Radon can be detected at extremely low levels of activity (e.g. one pico Curie) in air and water which provides the basis for a very sensitive geochemical exploration tool. Translation of the common observations on the spatial and temporal variability of radon activities in soil air and groundwater to the identification of uranium ore or hydrocarbon deposits or geothermal resources or impending earthquakes and/or volcanic eruption imply that radon transport processes below earth’s surface is well-understood. In this chapter, the two commonly used transport mechanisms, earth-mechanical and fluid convection mechanisms of transport are discussed. The meteorological parameters that affect the transport time scale of radon from subsurface to surface are presented. Earlier studies on the uranium exploration using aerial gamma-surveys, airborne and surface gamma-ray surveys to petroleum exploration are summarized. One of the most commonly used techniques in oil industry is the gamma radiation intensity measurements (which is a measure of the concentrations of potassium, uranium and thorium and their progeny) to obtain information on lithology, variations in organic carbon, permeability, and potential recognition of fracture systems in conventional downhole logging method is also summarized.

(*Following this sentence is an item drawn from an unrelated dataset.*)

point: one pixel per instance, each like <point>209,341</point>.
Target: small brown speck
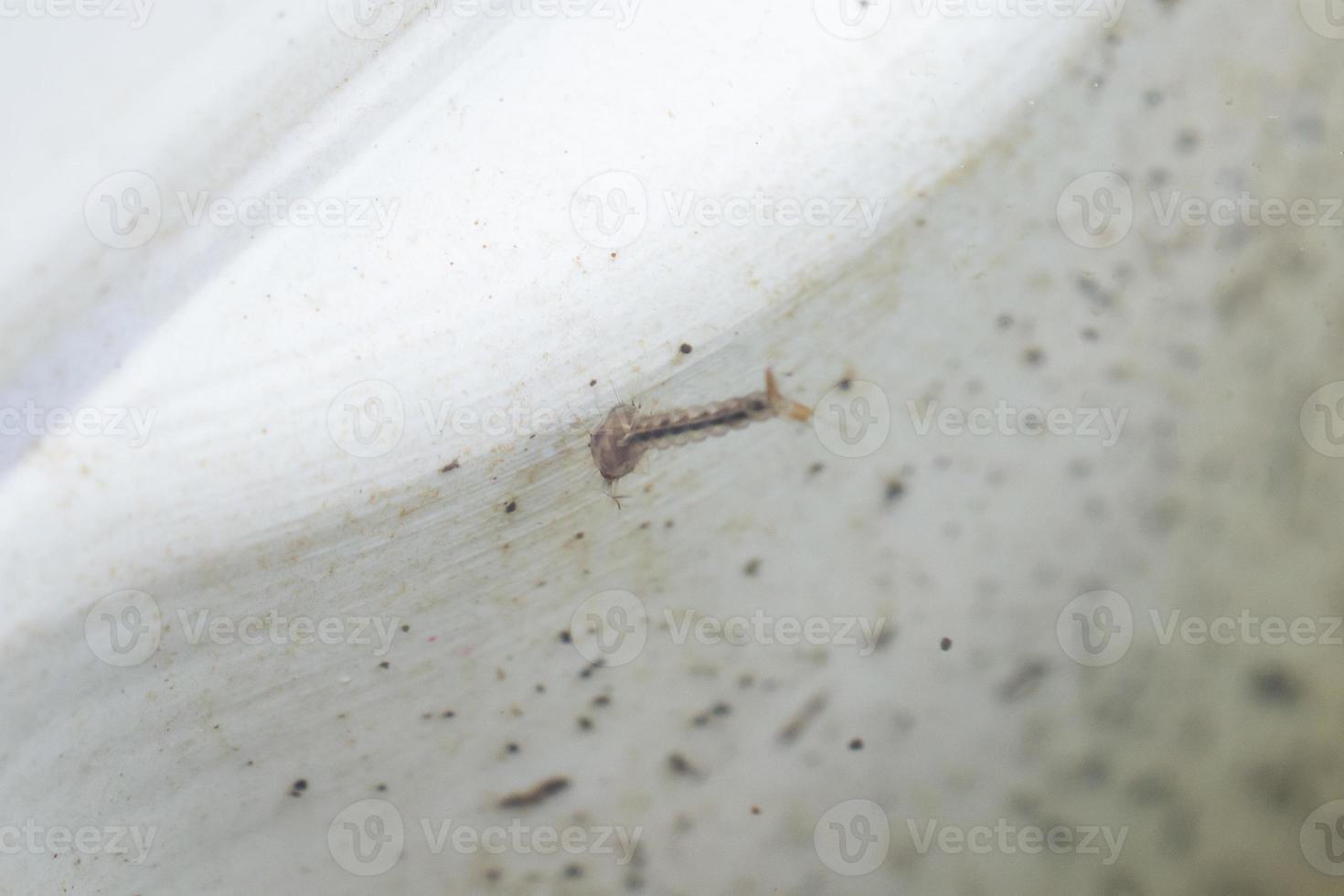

Radon is one of the most widely used tracers as a precursor for earthquake prediction studies due to its unique chemical properties (no adsorption, dissolution or precipitation). Its transport in subsurface environment is primarily controlled by radioactive decay, diffusion and advection. Seismic or volcanic activity in the subsurface environment results in the changes of stress-strain relationships of the subsurface material affecting the precursor signal. In this chapter, based on a large number of data reported in published literature, a summary of the mechanism of vertical transport of radon and the measured variations of radon concentration in soil-gas and groundwater in seismically-active regions (both earthquakes and volcanic eruption) is presented. A number of case studies linking ²²²Rn concentrations in soil-air and groundwater with earthquake activity, from major global earthquake regions, including Kobe Japan, North America (Southern California, Alaska and Hawaii), North-Western Himalaya, and Turkey are presented. Potential application of He/²²²Rn ratio as a precursor for predicting earthquakes is also presented. A summary of our current understanding on how effective the soil-air and groundwater radon concentrations are in predicting earthquakes and volcanic eruption is given and the potential future areas of research are highlighted.

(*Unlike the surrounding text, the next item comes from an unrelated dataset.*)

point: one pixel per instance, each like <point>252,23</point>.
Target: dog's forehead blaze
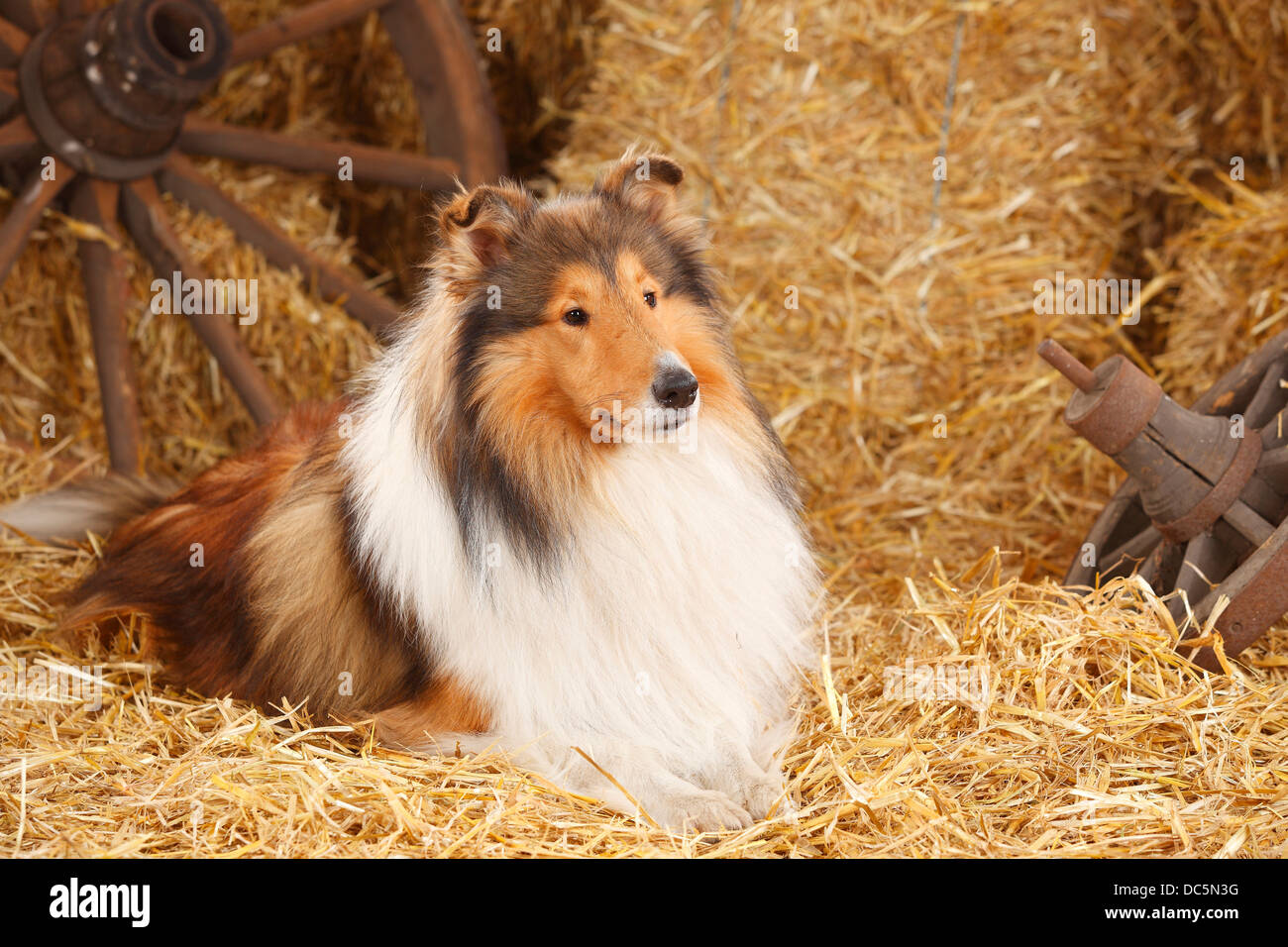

Radon is the single major contributor to the ionizing radiation dose, about half of the total radiation exposure, received by the human population and is the second most frequent cause of lung cancer (3–14 % of all lung cancer is attributable to radon) after smoking. Radon was classified as a human carcinogen in 1988 by the International Commission on Radiation Protection, a cancer research agency under the World Health Organization. In this chapter, a historical development of studies related to indoor radon as health hazard is presented. A summary of burden of lung cancer from indoor radon and its progeny is given. Reference level (maximum accepted annual radon concentration in residential dwelling) and Action level (a level above which remedial action is required) for a number of countries are discussed. Factors that affect the indoor radon concentrations along with a mass balance approach for indoor radon in conjunction with the importance of ventilation rate on indoor air radon level is summarized. Key aspects on radon prevention methods and mitigation techniques, including design criteria for radon systems to minimize indoor air radon levels are discussed.